Only workaround to restore pre-2.6 behavior that comes to mind is
building a wrapper class for the mmap object that hides its read() method.
msg80422 - (view) Author: Gabriel Genellina (ggenellina) Date: 2009-01-23 23:28
This happens in other implementations too, not just urllib2.

If the server supports it, the best way is to send an 'Expect: 100-
Continue' header field before attempting to send the actual file.
msg185512 - (view) Author: Senthil Kumaran (orsenthil) * (Python committer) Date: 2013-03-29 19:49
I think, this requires triaging in terms of is the feature request still applicable. Except 100 is sent by httplib and the support for this was added few years ago, much later then this bug was originally raised.
msg241191 - (view) Author: Martin Panter (martin.panter) * (Python committer) Date: 2015-04-16 02:13
Actually, I do not think any “Expect: 100-continue” headers are explicitly sent by the Python standard library.
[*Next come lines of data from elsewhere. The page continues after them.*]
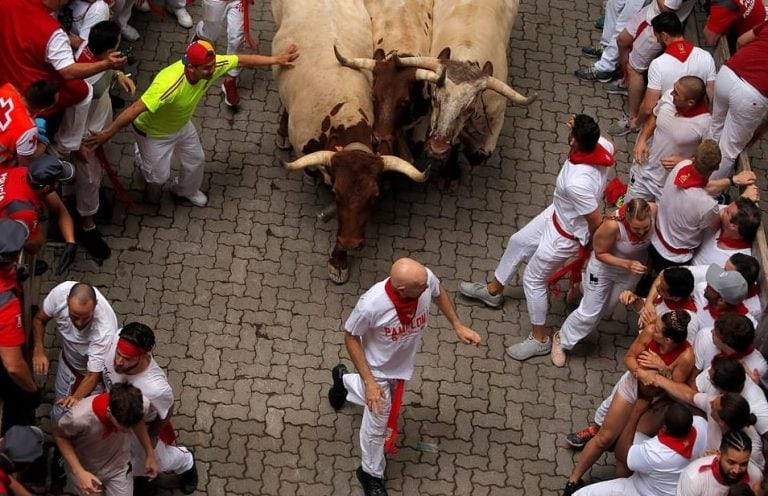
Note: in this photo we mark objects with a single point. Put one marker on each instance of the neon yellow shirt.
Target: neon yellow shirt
(171, 99)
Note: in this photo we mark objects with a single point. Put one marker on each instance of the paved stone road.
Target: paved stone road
(248, 323)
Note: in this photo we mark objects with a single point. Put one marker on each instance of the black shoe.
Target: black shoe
(372, 486)
(338, 393)
(572, 487)
(188, 480)
(95, 245)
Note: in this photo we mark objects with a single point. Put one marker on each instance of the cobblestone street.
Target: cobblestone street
(249, 325)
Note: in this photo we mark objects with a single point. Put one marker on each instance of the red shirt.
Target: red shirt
(739, 15)
(17, 198)
(750, 63)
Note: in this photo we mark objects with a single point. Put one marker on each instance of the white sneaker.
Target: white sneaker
(130, 33)
(141, 5)
(183, 17)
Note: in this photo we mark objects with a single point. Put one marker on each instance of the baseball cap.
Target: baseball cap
(729, 284)
(200, 52)
(47, 169)
(23, 444)
(13, 235)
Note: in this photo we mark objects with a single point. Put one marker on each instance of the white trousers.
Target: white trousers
(373, 430)
(88, 177)
(170, 459)
(613, 487)
(72, 128)
(601, 292)
(121, 12)
(738, 110)
(154, 157)
(617, 14)
(215, 14)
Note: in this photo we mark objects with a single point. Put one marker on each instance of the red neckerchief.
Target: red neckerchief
(671, 355)
(686, 304)
(599, 157)
(621, 214)
(739, 309)
(715, 467)
(688, 177)
(680, 49)
(700, 108)
(753, 290)
(99, 407)
(682, 446)
(405, 307)
(394, 413)
(733, 243)
(738, 355)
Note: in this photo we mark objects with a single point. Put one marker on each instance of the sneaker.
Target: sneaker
(337, 395)
(617, 88)
(621, 127)
(581, 438)
(197, 198)
(229, 88)
(183, 17)
(557, 353)
(95, 245)
(593, 52)
(188, 480)
(572, 487)
(531, 347)
(592, 74)
(130, 33)
(600, 22)
(372, 486)
(479, 291)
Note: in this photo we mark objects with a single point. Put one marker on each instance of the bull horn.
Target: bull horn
(437, 77)
(507, 91)
(358, 63)
(396, 164)
(316, 159)
(430, 63)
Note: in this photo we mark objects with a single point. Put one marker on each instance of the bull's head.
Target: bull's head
(454, 101)
(393, 87)
(354, 176)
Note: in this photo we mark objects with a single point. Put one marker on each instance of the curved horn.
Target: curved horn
(430, 63)
(396, 164)
(315, 159)
(367, 64)
(507, 91)
(437, 77)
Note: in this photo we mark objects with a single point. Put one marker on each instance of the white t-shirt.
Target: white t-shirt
(578, 192)
(152, 382)
(683, 217)
(715, 435)
(698, 481)
(751, 392)
(390, 348)
(58, 52)
(673, 135)
(86, 15)
(657, 467)
(665, 69)
(84, 349)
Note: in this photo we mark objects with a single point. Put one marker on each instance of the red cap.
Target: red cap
(200, 52)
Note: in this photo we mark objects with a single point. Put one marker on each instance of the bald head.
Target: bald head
(408, 277)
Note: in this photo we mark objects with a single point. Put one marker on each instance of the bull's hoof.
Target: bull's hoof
(338, 275)
(282, 143)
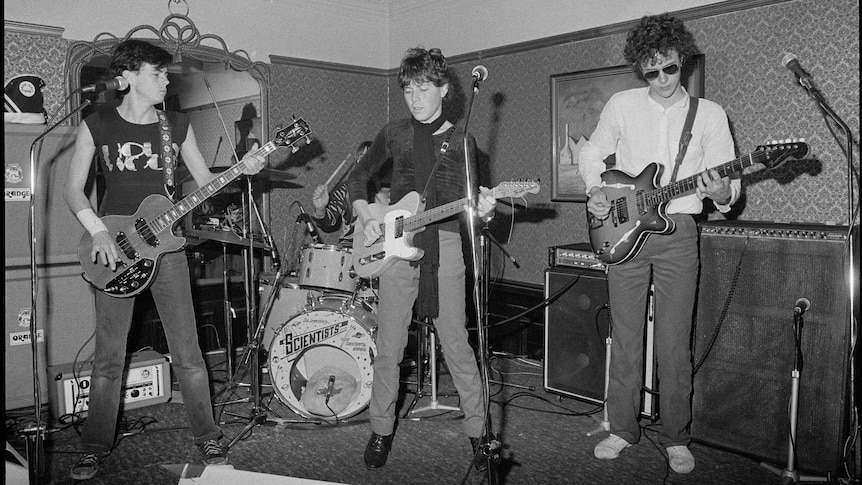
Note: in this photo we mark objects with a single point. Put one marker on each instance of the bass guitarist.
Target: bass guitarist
(640, 126)
(134, 143)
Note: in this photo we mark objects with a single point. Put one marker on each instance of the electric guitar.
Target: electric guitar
(638, 204)
(402, 220)
(145, 236)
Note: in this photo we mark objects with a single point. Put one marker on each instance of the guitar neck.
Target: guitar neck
(689, 184)
(167, 219)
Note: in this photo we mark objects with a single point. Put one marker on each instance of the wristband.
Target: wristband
(91, 221)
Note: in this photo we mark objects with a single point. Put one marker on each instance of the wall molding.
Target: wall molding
(695, 13)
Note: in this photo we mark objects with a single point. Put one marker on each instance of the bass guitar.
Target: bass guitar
(144, 237)
(401, 221)
(638, 204)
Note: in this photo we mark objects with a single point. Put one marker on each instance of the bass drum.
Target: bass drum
(320, 361)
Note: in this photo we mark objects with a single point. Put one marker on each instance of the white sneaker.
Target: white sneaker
(610, 447)
(681, 460)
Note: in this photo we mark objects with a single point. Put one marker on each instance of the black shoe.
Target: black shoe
(480, 460)
(88, 466)
(377, 450)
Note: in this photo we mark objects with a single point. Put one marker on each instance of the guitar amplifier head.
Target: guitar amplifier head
(578, 255)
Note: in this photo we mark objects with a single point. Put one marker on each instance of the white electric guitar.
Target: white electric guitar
(401, 221)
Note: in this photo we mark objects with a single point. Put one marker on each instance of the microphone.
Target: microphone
(480, 73)
(119, 83)
(802, 305)
(330, 388)
(304, 217)
(792, 63)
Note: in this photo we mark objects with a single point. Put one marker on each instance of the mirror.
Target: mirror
(225, 93)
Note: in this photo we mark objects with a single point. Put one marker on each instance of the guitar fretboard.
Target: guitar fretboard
(663, 194)
(166, 220)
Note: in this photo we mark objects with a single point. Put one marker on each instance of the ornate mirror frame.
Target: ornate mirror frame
(178, 35)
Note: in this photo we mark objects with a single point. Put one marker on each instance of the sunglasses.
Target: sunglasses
(670, 70)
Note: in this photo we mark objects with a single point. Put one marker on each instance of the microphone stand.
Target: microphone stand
(852, 228)
(490, 448)
(790, 474)
(34, 434)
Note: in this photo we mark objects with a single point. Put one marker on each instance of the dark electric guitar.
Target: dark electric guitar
(638, 204)
(401, 221)
(145, 236)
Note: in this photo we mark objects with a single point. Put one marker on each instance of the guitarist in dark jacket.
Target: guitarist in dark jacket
(436, 282)
(640, 126)
(127, 142)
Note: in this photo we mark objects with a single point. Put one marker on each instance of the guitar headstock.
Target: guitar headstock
(287, 137)
(779, 151)
(516, 189)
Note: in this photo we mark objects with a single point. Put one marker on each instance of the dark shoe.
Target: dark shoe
(480, 460)
(377, 450)
(214, 452)
(88, 466)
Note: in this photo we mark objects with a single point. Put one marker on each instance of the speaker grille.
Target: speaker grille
(753, 274)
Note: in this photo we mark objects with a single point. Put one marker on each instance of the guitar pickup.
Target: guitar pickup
(620, 211)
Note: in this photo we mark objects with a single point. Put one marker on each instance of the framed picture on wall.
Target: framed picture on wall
(247, 133)
(577, 99)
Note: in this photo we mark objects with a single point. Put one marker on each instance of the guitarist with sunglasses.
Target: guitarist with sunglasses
(640, 126)
(127, 141)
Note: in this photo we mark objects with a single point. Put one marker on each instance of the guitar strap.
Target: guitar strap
(685, 137)
(167, 151)
(444, 147)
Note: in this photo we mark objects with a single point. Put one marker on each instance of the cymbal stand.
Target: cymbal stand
(790, 474)
(251, 354)
(427, 346)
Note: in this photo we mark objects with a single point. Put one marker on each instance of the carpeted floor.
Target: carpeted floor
(544, 441)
The Python client does not support waiting for a “100 Continue” response; see Issue 1346874.

There is Issue 23740 opened about fixing or clarifying the various data types accepted by “http.client”.

On the other hand, the documentation for urlopen() says only bytes and iterables are supported. If mmap objects are being treated as file objects by urlopen() that is unexpected, and the documentation or implementation needs fixing there. Also, iterating a mmap() object is different from iterating either the equivalent bytearray() or file object, so there is something weird going on there.